UK defence cuts 'manageable,' armed forces chief insists
IRNA - Islamic Republic News Agency
London, Nov 17, IRNA -- The lose of Britain’s military capability from defence budget cuts will pose risks but will be manageable, according to armed forces chief Gen Sir David Richards.
Facing his first question session from MPs since becoming Chief of the Defence Staff last month, Richards insisted the scrapping of Harrier jump jets and HMS Ark Royal, leaving Britain with no planes to fly from aircraft carriers for a decade, was less risky than losing 'certain other capabilities'.
He accepted that some considered the cuts a big risk but said that it was 'nice to know' that Britain would have a carrier strike capability by 2020.
Richards also told the Defence Select Committee that losing the Nimrod spy planes in last month’s defence review was also 'a risk but not a gamble'.
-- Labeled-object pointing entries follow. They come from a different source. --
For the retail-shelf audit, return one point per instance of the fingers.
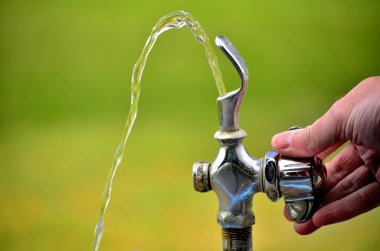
(323, 155)
(304, 228)
(341, 165)
(361, 177)
(350, 206)
(313, 139)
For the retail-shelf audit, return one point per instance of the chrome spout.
(235, 176)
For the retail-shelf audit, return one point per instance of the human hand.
(352, 186)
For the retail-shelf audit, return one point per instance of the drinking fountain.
(235, 176)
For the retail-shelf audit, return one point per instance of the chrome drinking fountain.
(235, 176)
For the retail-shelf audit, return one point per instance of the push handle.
(298, 180)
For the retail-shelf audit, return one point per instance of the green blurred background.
(64, 96)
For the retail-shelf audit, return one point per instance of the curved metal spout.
(229, 103)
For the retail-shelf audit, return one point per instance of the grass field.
(64, 96)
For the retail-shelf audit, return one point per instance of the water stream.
(176, 19)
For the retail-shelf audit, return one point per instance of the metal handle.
(298, 180)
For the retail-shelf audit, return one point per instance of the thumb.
(313, 139)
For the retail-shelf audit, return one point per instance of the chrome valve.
(235, 176)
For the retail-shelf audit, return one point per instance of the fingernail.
(282, 140)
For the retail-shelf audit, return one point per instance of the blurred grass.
(64, 95)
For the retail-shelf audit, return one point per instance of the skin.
(353, 175)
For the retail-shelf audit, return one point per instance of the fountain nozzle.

He argued that insuring against every threat would have left the country broken.
Some of his predecessors, including Lord Craig, have criticised the defence cuts as 'savage savings' and blowing “an enormous hole” in Britain’s maritime capability.
Last week, a group of former British navy chiefs urged the government to reverse its decision to scrap the aircraft carrier Ark Royal and the fleet of Harrier jets, saying they were 'the most dangerous of the defence cuts'.
In a joint letter to the Times, the former admirals warned that the cuts would leave the oil-rich Falkland Islands in the South Atlantic open to a fresh Argentinian attack 'from which British prestige ... might never recover'.